So I have this script that scrape data to a website, its getting and downloading a CSV and its process the CSV row by row and converts it into TSV, once that finished the TSV file will be converted into a HTML file. I'm done the rest of that but the output that I'm getting is some what messed up, the script goes to different table pages on the source site and downloads a dynamically generated CSV file; that CSV file is then turned into a TSV file that we then turn into HTML. The CSV file seems to be sorted by the first column for each row that is returned but not based on any of the other columns in the same row.

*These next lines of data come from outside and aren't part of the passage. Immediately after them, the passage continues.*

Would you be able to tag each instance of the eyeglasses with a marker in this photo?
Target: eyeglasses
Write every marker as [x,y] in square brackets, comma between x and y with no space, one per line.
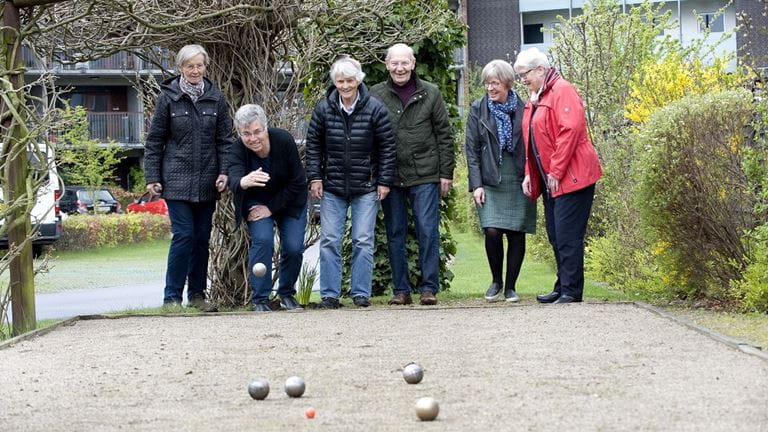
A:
[253,134]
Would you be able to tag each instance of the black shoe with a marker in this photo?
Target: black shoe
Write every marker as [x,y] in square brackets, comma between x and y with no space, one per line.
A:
[289,303]
[361,301]
[492,295]
[548,298]
[566,299]
[510,295]
[262,306]
[328,303]
[202,305]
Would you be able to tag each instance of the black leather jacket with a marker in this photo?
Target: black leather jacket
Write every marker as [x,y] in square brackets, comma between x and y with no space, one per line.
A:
[482,145]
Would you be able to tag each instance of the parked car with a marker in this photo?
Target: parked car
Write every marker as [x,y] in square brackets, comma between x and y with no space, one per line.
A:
[45,215]
[77,199]
[144,204]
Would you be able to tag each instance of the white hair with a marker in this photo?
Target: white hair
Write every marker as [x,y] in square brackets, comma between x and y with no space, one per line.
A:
[248,114]
[347,67]
[398,47]
[189,51]
[531,59]
[500,70]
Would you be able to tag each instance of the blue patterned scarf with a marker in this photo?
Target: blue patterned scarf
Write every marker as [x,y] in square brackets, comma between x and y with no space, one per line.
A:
[503,113]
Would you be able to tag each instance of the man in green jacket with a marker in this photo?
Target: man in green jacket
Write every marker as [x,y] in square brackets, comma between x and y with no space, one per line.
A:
[424,171]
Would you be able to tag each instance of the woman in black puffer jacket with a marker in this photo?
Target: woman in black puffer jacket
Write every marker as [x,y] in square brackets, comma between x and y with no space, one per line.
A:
[185,159]
[350,162]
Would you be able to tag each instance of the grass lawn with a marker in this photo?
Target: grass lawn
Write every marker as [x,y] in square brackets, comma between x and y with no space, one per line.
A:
[103,267]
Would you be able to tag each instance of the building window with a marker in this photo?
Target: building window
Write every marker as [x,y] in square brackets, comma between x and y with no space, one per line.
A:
[711,21]
[532,33]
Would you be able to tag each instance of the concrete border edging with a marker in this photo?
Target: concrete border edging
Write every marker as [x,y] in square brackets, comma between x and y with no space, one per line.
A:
[38,332]
[731,342]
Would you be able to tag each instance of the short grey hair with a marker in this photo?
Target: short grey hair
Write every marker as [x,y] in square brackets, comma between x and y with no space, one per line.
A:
[397,47]
[347,67]
[500,70]
[531,59]
[248,114]
[189,51]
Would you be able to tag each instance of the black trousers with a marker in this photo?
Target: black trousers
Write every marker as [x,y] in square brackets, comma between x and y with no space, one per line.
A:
[566,217]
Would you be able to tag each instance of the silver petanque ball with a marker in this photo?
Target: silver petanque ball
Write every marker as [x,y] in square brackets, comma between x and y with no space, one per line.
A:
[259,269]
[427,409]
[413,373]
[294,386]
[258,388]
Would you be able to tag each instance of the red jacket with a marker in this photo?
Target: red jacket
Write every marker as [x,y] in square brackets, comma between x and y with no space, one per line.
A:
[560,134]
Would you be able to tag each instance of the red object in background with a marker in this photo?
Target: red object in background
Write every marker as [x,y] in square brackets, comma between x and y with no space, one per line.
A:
[143,205]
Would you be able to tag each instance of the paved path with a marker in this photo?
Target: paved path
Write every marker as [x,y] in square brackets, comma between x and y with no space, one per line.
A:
[583,367]
[116,298]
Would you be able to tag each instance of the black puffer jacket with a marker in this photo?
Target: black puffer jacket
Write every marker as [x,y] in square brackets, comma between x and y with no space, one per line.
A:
[188,142]
[351,154]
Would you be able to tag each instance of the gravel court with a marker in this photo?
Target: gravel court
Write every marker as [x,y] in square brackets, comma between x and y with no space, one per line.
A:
[523,367]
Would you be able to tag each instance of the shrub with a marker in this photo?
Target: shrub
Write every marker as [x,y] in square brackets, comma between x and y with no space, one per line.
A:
[693,196]
[93,231]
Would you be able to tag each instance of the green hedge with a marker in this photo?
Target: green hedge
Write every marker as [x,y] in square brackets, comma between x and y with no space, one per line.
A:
[694,198]
[92,231]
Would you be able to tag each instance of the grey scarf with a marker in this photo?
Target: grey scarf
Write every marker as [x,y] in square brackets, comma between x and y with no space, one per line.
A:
[194,91]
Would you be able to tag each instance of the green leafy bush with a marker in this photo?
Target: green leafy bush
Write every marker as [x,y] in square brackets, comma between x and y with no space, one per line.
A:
[93,231]
[693,196]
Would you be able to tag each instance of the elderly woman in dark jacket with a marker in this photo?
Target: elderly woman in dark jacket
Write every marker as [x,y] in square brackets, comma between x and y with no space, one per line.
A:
[496,162]
[185,160]
[270,187]
[350,162]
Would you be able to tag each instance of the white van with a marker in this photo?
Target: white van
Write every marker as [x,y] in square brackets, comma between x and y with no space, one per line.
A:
[45,216]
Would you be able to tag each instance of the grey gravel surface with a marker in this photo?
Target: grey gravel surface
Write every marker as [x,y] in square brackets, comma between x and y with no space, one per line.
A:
[603,367]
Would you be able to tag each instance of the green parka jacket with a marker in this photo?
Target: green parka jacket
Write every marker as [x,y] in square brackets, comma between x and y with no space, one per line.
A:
[422,133]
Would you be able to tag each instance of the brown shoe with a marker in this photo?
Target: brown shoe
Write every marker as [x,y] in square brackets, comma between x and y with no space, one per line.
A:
[428,298]
[401,299]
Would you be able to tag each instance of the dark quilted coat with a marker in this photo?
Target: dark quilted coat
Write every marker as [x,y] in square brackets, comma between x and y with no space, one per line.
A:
[188,142]
[351,154]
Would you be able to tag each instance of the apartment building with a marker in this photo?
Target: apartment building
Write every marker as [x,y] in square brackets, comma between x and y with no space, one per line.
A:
[106,89]
[502,28]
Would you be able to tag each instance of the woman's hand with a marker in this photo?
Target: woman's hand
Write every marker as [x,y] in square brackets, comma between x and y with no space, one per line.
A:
[221,183]
[256,178]
[382,192]
[316,189]
[527,186]
[552,184]
[258,212]
[479,195]
[154,189]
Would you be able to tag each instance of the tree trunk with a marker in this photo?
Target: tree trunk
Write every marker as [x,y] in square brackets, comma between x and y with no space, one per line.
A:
[22,283]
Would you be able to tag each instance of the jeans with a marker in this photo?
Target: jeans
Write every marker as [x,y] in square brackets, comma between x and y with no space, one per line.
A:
[188,256]
[425,202]
[566,217]
[333,216]
[263,248]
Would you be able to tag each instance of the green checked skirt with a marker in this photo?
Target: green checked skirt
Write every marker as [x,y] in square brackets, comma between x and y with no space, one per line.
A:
[506,206]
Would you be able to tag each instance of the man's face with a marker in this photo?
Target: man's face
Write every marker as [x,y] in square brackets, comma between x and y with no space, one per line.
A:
[400,65]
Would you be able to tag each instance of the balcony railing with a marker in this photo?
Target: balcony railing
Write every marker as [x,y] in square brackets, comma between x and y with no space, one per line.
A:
[121,61]
[120,127]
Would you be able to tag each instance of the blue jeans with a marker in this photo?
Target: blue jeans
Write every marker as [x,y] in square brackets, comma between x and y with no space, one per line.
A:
[333,217]
[188,256]
[566,217]
[263,248]
[425,202]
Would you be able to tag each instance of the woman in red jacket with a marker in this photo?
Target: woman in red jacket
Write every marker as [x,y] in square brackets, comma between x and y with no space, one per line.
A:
[561,165]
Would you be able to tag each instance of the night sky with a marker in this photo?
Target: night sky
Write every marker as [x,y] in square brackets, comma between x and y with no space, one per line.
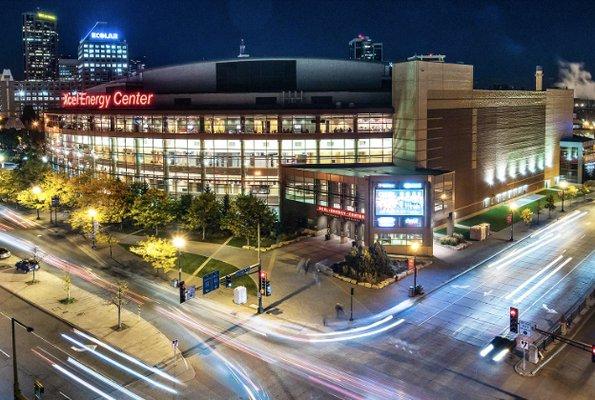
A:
[504,40]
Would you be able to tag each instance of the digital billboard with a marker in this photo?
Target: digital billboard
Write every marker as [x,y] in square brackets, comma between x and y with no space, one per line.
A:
[399,202]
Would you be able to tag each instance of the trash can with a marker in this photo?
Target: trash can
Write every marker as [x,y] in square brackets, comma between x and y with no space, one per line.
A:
[240,295]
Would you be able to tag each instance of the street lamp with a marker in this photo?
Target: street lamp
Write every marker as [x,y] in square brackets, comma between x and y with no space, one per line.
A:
[513,207]
[443,198]
[16,389]
[179,242]
[92,213]
[563,186]
[414,248]
[36,190]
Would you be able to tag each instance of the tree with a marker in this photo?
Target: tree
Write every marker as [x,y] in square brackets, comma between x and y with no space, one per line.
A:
[246,212]
[572,192]
[119,300]
[152,210]
[538,209]
[584,190]
[30,173]
[204,213]
[8,186]
[550,204]
[160,253]
[29,199]
[67,285]
[226,204]
[104,193]
[527,215]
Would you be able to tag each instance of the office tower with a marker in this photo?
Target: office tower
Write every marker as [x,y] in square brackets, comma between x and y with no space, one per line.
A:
[102,55]
[40,44]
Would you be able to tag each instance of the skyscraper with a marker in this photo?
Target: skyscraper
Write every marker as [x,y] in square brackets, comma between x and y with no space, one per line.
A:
[102,55]
[364,49]
[40,45]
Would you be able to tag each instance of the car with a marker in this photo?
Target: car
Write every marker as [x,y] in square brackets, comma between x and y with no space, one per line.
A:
[4,253]
[27,265]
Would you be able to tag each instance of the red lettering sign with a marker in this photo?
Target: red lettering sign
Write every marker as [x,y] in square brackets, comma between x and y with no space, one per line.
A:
[337,212]
[104,101]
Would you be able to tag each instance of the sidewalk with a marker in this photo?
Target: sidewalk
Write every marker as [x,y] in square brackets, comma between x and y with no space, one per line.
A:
[89,312]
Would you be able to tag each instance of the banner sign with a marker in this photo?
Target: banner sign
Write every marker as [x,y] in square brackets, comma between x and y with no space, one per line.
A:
[104,101]
[337,212]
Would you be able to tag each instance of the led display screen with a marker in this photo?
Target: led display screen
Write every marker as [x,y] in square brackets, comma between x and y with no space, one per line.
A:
[396,202]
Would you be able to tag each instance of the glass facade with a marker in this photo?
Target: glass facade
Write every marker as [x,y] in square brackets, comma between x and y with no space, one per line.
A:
[231,154]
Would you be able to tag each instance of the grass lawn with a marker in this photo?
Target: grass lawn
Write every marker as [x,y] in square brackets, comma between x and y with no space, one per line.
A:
[190,262]
[239,242]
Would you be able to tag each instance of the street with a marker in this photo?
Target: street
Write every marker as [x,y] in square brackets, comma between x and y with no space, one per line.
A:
[423,348]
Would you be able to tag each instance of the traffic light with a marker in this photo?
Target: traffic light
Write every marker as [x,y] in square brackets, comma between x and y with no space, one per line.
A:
[182,287]
[514,320]
[38,389]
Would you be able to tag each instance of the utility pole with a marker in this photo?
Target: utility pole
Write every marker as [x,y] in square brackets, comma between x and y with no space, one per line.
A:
[260,308]
[16,389]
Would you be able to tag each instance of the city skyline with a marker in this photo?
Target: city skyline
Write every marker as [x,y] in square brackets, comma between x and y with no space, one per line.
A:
[323,29]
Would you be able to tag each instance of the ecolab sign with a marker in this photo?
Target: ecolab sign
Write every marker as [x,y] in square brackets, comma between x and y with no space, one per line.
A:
[104,35]
[104,101]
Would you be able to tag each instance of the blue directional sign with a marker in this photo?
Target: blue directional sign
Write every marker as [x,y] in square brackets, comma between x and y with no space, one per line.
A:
[210,282]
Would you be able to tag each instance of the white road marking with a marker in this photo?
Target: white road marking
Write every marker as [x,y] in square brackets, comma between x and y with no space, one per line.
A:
[542,281]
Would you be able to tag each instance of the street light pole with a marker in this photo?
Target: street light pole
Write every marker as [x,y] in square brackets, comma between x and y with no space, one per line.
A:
[260,308]
[179,242]
[351,306]
[563,185]
[16,389]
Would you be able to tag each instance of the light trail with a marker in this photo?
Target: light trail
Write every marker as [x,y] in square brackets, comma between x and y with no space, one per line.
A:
[345,383]
[498,357]
[83,382]
[541,282]
[486,350]
[531,279]
[128,357]
[555,225]
[104,379]
[69,374]
[121,366]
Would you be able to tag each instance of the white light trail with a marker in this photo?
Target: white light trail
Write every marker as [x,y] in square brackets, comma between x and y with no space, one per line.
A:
[122,367]
[528,281]
[83,382]
[486,350]
[358,329]
[127,357]
[500,355]
[576,214]
[103,379]
[541,282]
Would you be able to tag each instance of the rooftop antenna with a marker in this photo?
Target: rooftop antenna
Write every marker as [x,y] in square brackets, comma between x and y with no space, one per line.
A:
[243,50]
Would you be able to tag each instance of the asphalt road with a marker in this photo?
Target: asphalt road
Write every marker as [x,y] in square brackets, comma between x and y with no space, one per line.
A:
[428,350]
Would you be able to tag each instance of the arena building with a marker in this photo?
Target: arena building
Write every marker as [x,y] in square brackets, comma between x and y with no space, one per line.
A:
[364,150]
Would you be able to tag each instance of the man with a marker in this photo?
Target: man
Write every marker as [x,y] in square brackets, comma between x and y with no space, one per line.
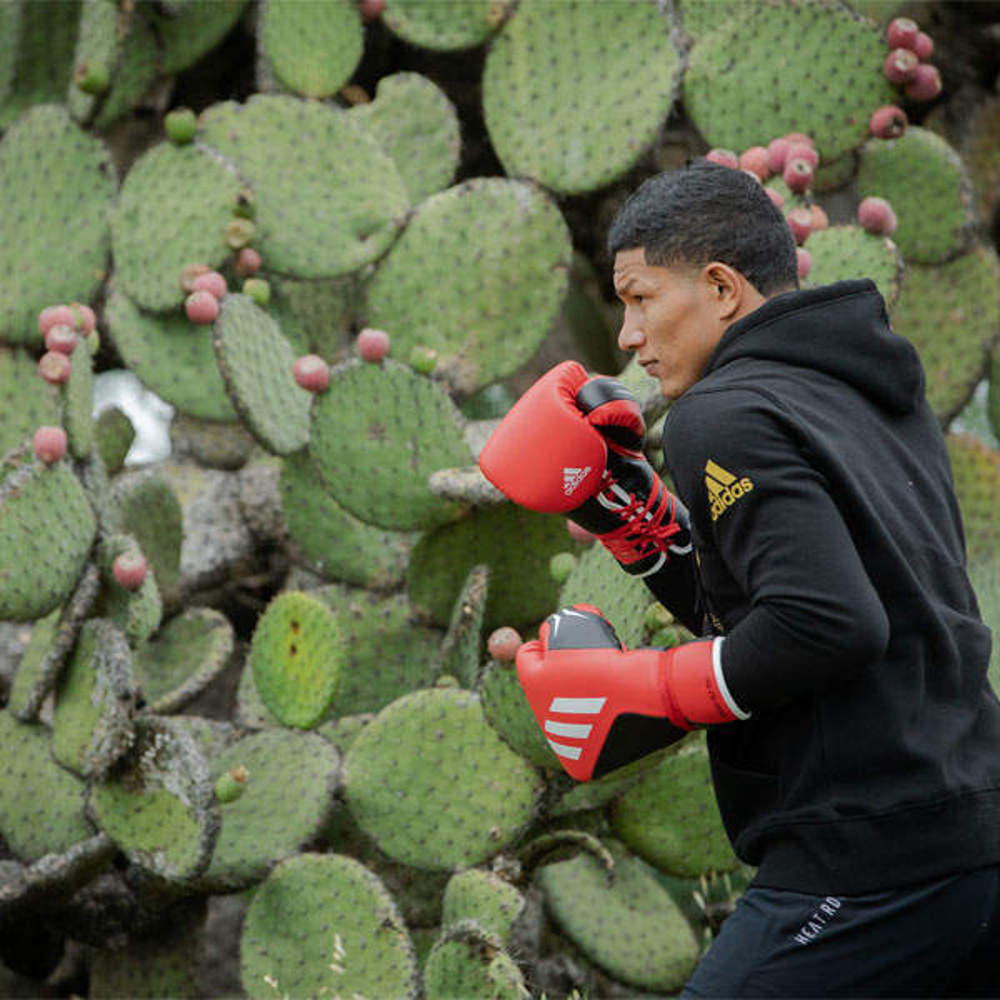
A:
[854,737]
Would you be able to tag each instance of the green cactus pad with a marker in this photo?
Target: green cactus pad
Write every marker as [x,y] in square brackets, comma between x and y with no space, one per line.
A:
[399,427]
[826,84]
[843,252]
[26,402]
[509,713]
[328,200]
[46,530]
[54,234]
[483,896]
[560,96]
[417,126]
[631,928]
[41,803]
[516,544]
[187,654]
[478,276]
[333,542]
[434,786]
[256,363]
[951,313]
[172,211]
[429,24]
[313,49]
[469,961]
[597,579]
[286,800]
[387,654]
[160,808]
[925,181]
[670,816]
[297,656]
[323,925]
[171,356]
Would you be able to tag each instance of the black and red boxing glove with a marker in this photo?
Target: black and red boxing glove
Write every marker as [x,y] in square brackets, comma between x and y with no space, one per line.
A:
[602,706]
[573,445]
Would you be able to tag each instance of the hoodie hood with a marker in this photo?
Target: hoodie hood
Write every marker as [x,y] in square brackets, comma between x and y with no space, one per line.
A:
[841,330]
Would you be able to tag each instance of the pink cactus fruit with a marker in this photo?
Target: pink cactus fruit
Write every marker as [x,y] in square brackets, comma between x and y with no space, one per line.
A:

Therefore what is happening is that entries with the same first column values can be jumbled up from one download to the next download of the same file.
A visual representation of only sorting by the first column this follows with numbers representing column data:
1st Download:
1-1
1-2
1-3
2-1
2-2
2-3
3-1
3-2
3-3
2nd Download:
1-1
1-3
1-2
2-2
2-1
2-3
3-3
3-2
3-1
So what I have in mind is the process will be like this, download the CSV file from the source and then perform a sort on the lines in that CSV file to normalize them for comparison to one another before writing the TSV or HTML files. This should allow for accurate comparison for updated data files. but I didn't know how to do this my logic is like this
So I will put the function between the 1. and 2. before it process the CSV file into TSV File I want the content of the CSV is already sorted.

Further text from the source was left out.